PRO: The state gas tax is declining, and we need to find alternative ways to provide sources of transportation funding, particularly for preservation. With the work that has been done evaluating a road usage charge, Washington is ready to scale up with a test on another set of vehicles. This will provide a real-world experience to test the efficacy of a per mile funding system and build off the extensive work of the Transportation Commission.
This will provide a mechanism for addressing road maintenance needs and it is a more equitable way to fund the state transportation system. The gas tax revenue cliff is here, and it is now time to get on with finding alternative methods of funding for the needed investments. We have a lot of science to uncover as part of the rate setting. Fairness, predictability, and durability are important components of the funding system and should be addressed as the Legislature establishes the appropriate per mile rates.
The state needs to look beyond just addressing the preservation needs, including funding for multimodal investments. This might include establishing adding an additional per mile rate for these activities. There is a need to provide a discount for low income drivers. Environmental justice should be a focus of establishing the policies around the per mile funding system going forward.
CON: The per mile system outlined in the legislation is not a viable option for replacing the gas tax. This does not address the disproportionate impact of different weight of vehicles. This, along with the differences between electric vehicles, needs to be factored into the rates to make it more equitable and achieve the desired environmental goals.
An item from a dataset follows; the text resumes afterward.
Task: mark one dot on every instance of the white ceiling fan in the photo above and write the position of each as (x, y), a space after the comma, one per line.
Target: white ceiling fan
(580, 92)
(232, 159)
The legislation will be devastating to farmers in eastern Washington who have to travel many miles on private roads. This legislation also fails to address the double taxation that applies to electric vehicles. One solution is to have a graduated per mile fee based on the weight of the vehicle. Please do not make the odometer a cash register. Without changes, this will hurt the poorest workers in the state. To mitigate this impact, there is a need to cap the amount an individual driver will have to pay under the per mile funding system. There is also a need to build in rebates to address the impacts more adequately on gig workers and others who drive a lot of miles for their employment.
OTHER: Due to the repeal of the electric vehicle fees, this legislation will result in less funding for city and county road preservation needs. This needs to get addressed to ensure revenue neutrality and to avoid this unintended consequence.
As a principle, there needs to be a more equitable and sustainable transportation funding system, but there needs to be more flexibility in the funds to achieve this goal. Equity impacts need to be considered and be part of the work going forward. This could saddle gig workers with higher costs unless this is mitigated in some way. The 18th amendment requirements are not being adequately addressed in this legislation.